Un-silencing the Girls: Critical Classical Reception in Feminist Retellings of Greek Myths
DOI:
https://doi.org/10.34679/thersites.vol19.279Keywords:
Epic, Trojan Women, Rape, Toxic Masculinity, Tragic FemininityAbstract
In recent feminist retellings of Greek myths, the Trojan War has become the preferred mytho-historical setting for reexamining gender performativity in the ancient world. The Iliad and the Odyssey are foundational texts for how Western culture has historically characterized heroic masculinity, and, in contrast, tragic femininity. Modern novels such as Pat Barker’s Silence of the Girls (2018), its sequel Women of Troy (2021), and Natalie Haynes’ A Thousand Ships (2019) turn the focus to the largely silent women of these epics.
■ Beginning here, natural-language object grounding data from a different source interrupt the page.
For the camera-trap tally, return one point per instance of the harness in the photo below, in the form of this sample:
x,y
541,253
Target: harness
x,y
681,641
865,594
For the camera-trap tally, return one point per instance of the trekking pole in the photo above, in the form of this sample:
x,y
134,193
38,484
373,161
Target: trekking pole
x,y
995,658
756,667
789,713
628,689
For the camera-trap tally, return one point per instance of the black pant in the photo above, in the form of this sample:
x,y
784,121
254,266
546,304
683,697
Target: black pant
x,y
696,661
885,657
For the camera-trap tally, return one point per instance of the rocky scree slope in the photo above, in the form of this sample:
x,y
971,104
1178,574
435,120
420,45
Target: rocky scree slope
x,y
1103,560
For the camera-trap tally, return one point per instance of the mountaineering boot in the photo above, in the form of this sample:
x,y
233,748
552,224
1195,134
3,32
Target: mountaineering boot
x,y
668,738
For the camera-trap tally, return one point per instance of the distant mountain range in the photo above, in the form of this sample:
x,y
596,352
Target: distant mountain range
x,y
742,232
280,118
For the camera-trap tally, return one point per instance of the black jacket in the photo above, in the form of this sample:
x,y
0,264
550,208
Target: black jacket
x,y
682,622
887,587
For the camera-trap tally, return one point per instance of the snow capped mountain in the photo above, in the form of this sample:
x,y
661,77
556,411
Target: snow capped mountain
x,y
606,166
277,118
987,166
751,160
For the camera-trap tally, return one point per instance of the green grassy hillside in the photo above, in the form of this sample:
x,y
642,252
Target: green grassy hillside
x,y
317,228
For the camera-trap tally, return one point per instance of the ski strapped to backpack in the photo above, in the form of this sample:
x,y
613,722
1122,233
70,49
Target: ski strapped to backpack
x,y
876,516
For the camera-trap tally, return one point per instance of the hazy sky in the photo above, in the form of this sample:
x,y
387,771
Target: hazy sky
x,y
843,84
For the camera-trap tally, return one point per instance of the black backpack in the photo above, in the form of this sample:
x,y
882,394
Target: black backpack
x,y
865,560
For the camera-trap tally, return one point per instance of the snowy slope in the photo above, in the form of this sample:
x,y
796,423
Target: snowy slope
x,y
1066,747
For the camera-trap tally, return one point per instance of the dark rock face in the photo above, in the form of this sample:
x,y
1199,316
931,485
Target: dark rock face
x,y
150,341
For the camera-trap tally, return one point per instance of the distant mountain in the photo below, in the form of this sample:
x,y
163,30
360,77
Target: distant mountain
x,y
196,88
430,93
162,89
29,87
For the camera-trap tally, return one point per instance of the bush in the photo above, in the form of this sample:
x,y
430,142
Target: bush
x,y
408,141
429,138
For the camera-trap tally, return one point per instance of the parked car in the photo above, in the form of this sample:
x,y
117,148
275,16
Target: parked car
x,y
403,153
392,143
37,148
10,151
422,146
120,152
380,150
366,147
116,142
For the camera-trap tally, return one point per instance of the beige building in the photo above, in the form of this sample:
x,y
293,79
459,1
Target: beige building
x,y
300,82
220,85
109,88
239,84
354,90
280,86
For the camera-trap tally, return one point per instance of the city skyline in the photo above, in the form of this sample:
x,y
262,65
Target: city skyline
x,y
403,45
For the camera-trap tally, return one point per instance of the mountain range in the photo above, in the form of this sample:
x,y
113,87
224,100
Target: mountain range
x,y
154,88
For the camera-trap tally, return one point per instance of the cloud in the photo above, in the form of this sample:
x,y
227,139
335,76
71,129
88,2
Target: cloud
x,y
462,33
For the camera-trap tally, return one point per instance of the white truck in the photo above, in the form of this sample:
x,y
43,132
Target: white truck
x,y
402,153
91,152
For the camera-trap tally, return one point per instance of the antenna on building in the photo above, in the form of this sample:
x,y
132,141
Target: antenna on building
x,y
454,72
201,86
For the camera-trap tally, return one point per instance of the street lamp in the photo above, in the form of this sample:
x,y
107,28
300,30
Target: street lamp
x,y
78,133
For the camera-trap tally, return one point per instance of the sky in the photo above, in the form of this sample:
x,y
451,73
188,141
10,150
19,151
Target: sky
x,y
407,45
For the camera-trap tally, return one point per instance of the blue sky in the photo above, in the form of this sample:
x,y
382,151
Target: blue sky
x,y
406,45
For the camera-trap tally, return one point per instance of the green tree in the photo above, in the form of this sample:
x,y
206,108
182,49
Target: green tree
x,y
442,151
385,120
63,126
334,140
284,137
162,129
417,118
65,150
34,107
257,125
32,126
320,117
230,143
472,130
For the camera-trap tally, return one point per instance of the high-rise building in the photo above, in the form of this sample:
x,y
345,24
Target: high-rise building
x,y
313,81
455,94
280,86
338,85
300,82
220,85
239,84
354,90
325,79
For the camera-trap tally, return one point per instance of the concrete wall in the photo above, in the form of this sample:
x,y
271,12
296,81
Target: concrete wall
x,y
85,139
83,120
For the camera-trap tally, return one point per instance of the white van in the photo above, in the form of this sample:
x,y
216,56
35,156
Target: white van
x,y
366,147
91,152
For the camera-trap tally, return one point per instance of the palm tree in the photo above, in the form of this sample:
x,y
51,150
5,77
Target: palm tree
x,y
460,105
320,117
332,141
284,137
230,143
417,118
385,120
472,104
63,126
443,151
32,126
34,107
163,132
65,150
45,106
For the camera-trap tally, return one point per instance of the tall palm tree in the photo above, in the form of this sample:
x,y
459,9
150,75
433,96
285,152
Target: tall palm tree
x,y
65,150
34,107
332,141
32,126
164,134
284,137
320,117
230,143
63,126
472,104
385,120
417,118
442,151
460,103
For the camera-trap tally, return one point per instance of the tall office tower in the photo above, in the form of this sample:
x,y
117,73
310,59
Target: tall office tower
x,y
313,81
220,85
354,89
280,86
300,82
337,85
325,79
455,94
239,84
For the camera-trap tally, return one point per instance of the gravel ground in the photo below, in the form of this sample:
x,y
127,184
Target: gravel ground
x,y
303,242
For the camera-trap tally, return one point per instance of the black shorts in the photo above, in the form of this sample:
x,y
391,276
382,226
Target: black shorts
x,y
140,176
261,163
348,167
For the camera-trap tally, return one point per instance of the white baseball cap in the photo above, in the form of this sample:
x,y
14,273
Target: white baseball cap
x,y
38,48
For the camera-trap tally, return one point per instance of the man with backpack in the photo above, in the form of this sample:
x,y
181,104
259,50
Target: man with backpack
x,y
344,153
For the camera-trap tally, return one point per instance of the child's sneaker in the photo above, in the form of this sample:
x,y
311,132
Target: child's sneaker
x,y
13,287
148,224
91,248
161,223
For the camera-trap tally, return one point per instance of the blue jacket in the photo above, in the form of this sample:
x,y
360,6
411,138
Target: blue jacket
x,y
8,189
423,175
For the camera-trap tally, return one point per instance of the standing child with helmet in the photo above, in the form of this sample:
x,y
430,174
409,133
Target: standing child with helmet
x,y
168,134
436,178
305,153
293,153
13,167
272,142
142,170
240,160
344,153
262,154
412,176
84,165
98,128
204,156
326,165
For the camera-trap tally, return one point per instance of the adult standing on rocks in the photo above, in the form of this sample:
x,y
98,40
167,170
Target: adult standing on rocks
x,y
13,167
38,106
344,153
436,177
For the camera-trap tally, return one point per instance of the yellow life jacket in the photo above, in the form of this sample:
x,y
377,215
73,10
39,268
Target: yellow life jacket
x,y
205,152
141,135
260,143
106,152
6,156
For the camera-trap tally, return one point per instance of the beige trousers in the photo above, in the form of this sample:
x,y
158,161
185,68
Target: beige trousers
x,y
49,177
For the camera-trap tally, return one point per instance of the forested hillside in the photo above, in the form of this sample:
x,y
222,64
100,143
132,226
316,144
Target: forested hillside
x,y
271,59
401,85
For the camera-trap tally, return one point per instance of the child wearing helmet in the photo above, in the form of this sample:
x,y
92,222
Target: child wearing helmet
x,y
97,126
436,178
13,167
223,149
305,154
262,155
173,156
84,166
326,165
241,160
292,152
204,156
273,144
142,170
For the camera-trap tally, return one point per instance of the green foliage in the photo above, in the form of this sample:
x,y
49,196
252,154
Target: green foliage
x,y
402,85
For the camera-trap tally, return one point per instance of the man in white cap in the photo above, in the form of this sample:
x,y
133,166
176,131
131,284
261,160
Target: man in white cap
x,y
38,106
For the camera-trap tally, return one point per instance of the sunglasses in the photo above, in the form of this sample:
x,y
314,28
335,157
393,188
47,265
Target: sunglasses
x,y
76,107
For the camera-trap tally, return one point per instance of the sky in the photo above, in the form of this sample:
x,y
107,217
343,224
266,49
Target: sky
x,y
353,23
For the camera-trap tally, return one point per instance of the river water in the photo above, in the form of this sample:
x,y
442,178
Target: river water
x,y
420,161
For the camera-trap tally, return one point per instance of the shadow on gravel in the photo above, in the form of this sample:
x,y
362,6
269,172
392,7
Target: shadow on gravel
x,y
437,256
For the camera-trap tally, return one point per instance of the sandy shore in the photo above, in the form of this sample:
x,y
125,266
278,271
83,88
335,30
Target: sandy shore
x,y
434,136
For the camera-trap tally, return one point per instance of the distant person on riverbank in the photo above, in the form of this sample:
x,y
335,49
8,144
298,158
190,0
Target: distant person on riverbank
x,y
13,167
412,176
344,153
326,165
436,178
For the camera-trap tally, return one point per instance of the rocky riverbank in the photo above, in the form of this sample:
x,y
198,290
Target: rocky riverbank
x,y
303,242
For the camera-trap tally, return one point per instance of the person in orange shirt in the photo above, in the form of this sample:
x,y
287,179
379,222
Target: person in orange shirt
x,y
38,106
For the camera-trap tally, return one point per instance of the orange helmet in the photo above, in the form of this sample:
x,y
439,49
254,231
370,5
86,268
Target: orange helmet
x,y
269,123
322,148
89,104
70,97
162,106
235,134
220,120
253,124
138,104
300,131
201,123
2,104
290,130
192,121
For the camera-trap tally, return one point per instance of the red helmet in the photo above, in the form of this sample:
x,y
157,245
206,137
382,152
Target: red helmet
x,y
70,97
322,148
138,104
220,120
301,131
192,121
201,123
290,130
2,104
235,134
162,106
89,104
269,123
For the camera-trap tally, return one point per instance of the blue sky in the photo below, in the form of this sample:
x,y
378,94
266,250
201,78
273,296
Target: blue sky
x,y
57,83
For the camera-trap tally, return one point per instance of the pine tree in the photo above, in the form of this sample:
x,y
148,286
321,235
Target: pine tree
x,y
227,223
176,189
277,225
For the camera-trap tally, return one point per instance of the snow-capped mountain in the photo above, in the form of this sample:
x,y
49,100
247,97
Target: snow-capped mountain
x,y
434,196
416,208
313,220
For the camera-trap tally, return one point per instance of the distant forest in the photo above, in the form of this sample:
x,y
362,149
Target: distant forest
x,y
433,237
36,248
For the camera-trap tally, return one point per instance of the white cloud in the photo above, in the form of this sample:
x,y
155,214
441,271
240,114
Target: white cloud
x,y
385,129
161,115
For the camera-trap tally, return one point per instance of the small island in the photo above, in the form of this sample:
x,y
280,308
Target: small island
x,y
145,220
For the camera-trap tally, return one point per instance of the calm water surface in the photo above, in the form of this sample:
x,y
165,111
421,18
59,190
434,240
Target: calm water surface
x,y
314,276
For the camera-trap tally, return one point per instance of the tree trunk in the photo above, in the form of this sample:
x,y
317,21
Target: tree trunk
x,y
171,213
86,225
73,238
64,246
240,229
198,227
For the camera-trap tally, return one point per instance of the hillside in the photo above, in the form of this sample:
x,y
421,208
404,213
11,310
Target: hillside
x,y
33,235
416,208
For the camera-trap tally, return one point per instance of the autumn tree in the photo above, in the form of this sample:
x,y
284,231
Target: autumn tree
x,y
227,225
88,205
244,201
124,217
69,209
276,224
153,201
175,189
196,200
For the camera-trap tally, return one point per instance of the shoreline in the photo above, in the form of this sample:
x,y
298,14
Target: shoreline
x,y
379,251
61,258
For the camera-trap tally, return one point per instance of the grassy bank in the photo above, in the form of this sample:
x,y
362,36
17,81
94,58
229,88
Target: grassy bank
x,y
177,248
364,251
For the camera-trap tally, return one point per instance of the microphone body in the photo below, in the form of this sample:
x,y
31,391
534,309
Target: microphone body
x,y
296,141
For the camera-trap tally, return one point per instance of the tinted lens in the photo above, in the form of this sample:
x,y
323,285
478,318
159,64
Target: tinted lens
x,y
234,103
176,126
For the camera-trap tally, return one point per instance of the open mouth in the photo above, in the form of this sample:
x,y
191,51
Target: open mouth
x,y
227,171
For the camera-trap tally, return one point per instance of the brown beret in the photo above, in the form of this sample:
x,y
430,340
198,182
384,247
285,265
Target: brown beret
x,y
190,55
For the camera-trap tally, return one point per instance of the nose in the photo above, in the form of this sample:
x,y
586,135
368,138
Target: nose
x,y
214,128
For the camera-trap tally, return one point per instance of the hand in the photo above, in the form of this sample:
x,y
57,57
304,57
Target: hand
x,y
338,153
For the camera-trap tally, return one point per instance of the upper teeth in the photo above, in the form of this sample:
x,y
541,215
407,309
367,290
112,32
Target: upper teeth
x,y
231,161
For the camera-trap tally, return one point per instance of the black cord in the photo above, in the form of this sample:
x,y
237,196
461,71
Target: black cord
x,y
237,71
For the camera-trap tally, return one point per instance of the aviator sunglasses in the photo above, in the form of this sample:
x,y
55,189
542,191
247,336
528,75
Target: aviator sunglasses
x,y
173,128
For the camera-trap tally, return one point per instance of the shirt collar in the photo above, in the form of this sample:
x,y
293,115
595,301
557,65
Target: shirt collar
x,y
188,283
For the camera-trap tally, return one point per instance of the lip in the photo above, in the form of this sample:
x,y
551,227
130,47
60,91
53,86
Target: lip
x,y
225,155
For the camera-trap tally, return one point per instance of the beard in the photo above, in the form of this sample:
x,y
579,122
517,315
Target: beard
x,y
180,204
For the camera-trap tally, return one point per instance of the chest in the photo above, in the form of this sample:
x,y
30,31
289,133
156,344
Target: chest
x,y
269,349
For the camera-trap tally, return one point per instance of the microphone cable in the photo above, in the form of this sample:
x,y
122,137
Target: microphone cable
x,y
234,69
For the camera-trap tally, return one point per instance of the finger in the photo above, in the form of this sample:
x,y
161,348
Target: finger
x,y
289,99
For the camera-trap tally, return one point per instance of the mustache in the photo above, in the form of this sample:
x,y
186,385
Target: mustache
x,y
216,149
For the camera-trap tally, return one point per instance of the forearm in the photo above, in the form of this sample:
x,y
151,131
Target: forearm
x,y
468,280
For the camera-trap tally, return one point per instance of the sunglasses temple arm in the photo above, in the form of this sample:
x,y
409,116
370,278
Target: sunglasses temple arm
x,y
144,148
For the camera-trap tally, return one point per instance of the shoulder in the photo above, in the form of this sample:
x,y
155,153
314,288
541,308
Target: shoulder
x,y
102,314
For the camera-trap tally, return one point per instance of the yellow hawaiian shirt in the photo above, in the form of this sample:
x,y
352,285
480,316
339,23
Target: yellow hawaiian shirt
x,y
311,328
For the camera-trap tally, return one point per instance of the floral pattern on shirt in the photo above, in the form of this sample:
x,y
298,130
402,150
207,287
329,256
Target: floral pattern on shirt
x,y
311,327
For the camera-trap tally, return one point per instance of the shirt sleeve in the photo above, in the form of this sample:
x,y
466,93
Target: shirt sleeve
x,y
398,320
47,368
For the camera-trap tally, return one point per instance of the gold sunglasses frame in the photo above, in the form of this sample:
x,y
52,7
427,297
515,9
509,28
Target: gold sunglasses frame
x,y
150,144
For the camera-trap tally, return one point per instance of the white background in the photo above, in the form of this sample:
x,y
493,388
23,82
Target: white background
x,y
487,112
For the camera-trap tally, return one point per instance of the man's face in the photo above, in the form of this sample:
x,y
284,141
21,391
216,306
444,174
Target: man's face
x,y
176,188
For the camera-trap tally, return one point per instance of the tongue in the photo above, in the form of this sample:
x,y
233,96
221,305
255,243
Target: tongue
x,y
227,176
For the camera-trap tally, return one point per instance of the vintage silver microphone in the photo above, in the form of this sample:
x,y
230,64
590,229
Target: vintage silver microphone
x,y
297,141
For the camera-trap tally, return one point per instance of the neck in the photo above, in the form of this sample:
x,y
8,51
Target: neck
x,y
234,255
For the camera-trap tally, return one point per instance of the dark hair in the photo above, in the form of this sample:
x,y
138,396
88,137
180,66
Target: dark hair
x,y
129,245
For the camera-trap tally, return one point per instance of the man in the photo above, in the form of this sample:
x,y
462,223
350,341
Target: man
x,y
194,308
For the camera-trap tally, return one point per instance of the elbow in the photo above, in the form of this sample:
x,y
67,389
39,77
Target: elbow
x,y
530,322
Through the voices of figures such as Briseis and Andromache, Barker and Haynes adopt a critical narrative of masculine ideals, including the glamorization of war and brutality, in order to highlight women’s endurance of sexual violence and victimization as a result of men’s pursuit of glory.
As this article explores, by enabling the once silenced women of Troy to voice their experiences of rape and enslavement, these three modern retellings challenge both ancient and contemporary notions of ideal masculinity while further highlighting the historical longevity of sexual violence against women as a consequence of men’s wars.